WebSocket: State Management, Scaling and Backpressure

4.4 State

Connection Lifecycle

Every WebSocket connection goes through four states:

CONNECTING -> OPEN -> CLOSING -> CLOSED

CONNECTING — handshake in progress. No messages can be sent yet.
OPEN — handshake complete. Both sides can send and receive.
CLOSING — close frame sent, waiting for the other side's close frame.
CLOSED — connection fully terminated. No more communication.

Only send messages in OPEN state. Sending in any other state causes an error.

Session Handling

A WebSocket connection needs to be tied to a user session. Three common approaches:

Token in query params or headers — client includes a JWT or session token in the initial HTTP upgrade request. Server validates before accepting the upgrade. This is the most common approach.

GET /ws?token=eyJhbGciOiJIUzI1NiJ9... HTTP/1.1
Upgrade: websocket

Auth message after connect — connection opens without auth. Client sends an auth message as the first frame. Server rejects and closes if auth fails. Simpler to implement but leaves a brief window of unauthenticated connection.

Cookie-based auth — browser automatically sends cookies during the HTTP upgrade. Works well for web apps that already use cookie sessions. Not available for non-browser clients.

Connection State Tracking

The server must maintain a map of all active connections. This map is the core data structure for WebSocket servers.

connections: dict[str, dict] = {
    "conn-001": {
        "user_id": "user-abc",
        "subscriptions": ["chat.room-1", "notifications"],
        "connected_at": "2026-01-01T10:00:00Z",
        "metadata": {"ip": "192.168.1.1", "user_agent": "..."},
    }
}

This map is used to: route messages to specific users, broadcast to all subscribers, track connection health, and clean up on disconnect.

Reconnection State

When a client reconnects after a drop, it needs to catch up on missed events. Two strategies:

Last Event ID — client stores the ID of the last received event. On reconnect, it sends this ID. Server replays all events after that ID. Requires the server to store an event log (e.g., Redis Stream, Kafka topic).

State Snapshot — server sends the full current state on reconnect. Simpler but uses more bandwidth. Works well when state is small (e.g., a chat room's current participants).

Best practice: combine both. Send a snapshot for current state, then stream new events.

4.5 Scaling

Connection Limits

A single server can handle a large number of concurrent WebSocket connections:

Connection Type	Memory per Connection	Typical Limit per Server
Idle connections	2–10 KB	200K–500K+
Active connections	10–100 KB+	50K–200K

The bottleneck is usually not connection count but message throughput and CPU for serialization.

Horizontal Scaling

Multiple servers behind a load balancer. The core challenge: client A on server 1 sends a message to client B on server 2. Server 1 doesn't have client B's connection.

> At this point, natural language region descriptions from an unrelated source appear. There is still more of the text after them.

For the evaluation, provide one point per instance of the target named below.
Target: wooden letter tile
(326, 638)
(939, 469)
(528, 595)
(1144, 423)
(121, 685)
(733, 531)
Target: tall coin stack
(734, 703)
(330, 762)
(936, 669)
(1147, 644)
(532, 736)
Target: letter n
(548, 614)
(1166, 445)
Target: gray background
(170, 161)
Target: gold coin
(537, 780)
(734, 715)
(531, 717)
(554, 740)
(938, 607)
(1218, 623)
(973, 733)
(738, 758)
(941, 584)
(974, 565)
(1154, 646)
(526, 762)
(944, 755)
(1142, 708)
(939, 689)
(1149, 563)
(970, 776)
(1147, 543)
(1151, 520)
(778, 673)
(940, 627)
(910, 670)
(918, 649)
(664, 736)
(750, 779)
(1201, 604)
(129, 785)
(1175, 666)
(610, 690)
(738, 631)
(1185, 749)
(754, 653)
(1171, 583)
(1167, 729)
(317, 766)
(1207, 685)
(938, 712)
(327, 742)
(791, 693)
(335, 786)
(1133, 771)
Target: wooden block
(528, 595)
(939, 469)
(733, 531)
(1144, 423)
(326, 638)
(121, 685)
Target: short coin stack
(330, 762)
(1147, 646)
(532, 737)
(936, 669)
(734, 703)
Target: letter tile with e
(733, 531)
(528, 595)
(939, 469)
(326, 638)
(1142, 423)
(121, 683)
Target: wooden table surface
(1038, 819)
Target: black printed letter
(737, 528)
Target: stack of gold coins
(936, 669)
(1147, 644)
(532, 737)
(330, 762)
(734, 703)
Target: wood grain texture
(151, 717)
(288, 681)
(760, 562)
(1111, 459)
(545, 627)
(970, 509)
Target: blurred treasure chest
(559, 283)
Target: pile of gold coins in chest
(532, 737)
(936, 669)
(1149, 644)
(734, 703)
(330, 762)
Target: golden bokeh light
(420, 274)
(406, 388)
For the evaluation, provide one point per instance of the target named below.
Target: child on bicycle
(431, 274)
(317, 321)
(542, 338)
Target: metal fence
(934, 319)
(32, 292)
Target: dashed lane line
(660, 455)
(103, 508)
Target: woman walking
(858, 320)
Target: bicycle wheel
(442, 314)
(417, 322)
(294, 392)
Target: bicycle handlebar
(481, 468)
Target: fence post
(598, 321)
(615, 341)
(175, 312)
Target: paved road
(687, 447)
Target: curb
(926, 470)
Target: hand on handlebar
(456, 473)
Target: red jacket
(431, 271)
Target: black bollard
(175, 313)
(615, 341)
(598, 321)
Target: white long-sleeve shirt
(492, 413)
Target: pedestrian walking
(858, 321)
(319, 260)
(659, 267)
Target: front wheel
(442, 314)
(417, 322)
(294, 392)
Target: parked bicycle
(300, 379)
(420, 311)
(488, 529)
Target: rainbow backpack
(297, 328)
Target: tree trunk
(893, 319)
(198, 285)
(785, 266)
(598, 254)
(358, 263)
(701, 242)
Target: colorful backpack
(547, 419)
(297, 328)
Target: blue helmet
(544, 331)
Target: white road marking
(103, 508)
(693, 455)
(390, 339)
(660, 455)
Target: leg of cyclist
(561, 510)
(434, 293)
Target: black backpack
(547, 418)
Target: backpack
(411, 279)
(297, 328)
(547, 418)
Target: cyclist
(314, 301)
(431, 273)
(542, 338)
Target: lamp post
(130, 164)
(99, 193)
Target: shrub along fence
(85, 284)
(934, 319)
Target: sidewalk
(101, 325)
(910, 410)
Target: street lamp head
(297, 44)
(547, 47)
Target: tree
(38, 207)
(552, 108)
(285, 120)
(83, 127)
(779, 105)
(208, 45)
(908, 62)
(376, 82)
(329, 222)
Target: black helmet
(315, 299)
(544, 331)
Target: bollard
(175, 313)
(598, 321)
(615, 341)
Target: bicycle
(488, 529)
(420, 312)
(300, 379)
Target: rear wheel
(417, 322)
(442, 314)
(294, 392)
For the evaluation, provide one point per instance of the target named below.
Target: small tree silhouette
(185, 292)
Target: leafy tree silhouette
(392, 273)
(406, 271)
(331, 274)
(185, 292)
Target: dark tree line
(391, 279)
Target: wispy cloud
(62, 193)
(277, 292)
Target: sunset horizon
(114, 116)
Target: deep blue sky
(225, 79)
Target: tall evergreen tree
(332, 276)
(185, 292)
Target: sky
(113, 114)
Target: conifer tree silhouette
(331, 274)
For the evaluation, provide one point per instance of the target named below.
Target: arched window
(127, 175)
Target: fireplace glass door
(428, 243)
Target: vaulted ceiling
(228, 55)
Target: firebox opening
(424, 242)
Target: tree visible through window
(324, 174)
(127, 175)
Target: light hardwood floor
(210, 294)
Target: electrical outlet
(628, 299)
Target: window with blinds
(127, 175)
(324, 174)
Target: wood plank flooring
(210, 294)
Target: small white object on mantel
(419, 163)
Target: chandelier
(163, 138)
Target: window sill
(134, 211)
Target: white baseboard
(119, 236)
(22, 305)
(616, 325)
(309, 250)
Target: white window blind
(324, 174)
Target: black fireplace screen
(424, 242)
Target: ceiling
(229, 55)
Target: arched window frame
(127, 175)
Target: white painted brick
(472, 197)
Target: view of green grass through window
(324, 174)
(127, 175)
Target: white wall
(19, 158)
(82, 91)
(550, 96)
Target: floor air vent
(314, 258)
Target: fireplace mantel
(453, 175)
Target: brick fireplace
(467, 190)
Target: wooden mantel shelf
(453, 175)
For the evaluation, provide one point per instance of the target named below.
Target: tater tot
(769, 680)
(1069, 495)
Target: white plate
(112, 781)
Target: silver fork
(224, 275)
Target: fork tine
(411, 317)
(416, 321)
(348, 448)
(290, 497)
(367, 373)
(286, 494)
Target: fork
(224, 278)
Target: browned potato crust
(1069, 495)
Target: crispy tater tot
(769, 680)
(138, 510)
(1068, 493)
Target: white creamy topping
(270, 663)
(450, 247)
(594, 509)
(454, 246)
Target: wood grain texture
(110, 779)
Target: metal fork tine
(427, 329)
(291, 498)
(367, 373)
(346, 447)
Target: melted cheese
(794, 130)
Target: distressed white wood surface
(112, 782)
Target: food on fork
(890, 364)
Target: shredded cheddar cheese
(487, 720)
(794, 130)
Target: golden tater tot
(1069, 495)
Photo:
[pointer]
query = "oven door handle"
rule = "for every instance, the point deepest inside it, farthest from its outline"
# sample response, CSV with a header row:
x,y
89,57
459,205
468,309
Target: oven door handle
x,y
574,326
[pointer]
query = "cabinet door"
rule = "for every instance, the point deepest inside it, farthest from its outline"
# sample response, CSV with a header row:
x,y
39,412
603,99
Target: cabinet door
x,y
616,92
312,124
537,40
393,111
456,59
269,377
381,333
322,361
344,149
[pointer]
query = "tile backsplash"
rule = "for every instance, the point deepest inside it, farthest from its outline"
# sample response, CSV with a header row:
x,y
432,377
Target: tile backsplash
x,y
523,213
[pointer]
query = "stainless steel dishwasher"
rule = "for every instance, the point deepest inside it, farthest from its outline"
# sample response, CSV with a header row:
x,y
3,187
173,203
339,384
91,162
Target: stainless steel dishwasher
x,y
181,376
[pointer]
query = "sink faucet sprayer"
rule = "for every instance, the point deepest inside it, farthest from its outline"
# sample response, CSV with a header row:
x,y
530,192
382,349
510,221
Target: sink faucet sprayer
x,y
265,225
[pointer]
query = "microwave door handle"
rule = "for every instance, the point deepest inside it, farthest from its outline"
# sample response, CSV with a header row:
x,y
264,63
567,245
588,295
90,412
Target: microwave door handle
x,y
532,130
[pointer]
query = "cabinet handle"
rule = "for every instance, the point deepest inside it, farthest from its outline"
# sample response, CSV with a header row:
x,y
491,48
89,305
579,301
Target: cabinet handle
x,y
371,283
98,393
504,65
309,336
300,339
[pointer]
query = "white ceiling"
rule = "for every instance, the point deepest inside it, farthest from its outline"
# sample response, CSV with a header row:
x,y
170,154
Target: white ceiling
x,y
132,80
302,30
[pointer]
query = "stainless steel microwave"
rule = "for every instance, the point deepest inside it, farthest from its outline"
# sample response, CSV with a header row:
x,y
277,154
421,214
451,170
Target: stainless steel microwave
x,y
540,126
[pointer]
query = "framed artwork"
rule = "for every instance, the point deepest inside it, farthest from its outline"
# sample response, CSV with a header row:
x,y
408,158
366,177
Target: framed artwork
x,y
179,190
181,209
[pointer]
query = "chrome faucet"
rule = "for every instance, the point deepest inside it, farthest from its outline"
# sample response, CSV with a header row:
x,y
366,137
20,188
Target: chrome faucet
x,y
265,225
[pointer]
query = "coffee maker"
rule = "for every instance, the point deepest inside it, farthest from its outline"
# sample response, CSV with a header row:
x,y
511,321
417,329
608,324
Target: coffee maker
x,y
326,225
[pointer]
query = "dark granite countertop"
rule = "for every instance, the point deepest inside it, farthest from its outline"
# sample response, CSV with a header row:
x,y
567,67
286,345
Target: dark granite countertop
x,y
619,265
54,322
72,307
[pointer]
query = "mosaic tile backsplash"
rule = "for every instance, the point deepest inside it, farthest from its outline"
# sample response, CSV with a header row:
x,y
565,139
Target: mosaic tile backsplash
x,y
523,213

Client A -> Server 1 -> ??? -> Server 2 -> Client B

This requires a message broker between servers.

Sticky Sessions

The load balancer must route the same client to the same server for the lifetime of the connection. WebSocket connections are stateful — you cannot round-robin them like HTTP requests.

Sticky session strategies: - IP hash — hash client IP to determine server. Simple but breaks with NAT. - Cookie-based — load balancer sets a cookie on first request. Subsequent requests go to same server. - Connection ID — use a custom header or query param.

Pub/Sub for Cross-Server Communication

Use a message broker to distribute events across all servers:

Server 1 -> Redis Pub/Sub -> Server 2
                          -> Server 3
                          -> Server N

Client A sends a message to server 1.
Server 1 publishes the event to a Redis channel (or Kafka topic).
All servers subscribed to that channel receive the event.
Each server checks if it has relevant connections and delivers the message.

Common brokers: Redis Pub/Sub (simple, fast, no persistence), Kafka (persistent, ordered, high throughput), RabbitMQ (flexible routing, acknowledgments).

Connection Churn

Opening new connections is expensive. Each TLS handshake costs CPU:

A single CPU core handles ~1K–3K TLS handshakes per second.
Connection rate is more critical than connection count.
Sudden reconnection storms (e.g., after server restart) can overwhelm the server.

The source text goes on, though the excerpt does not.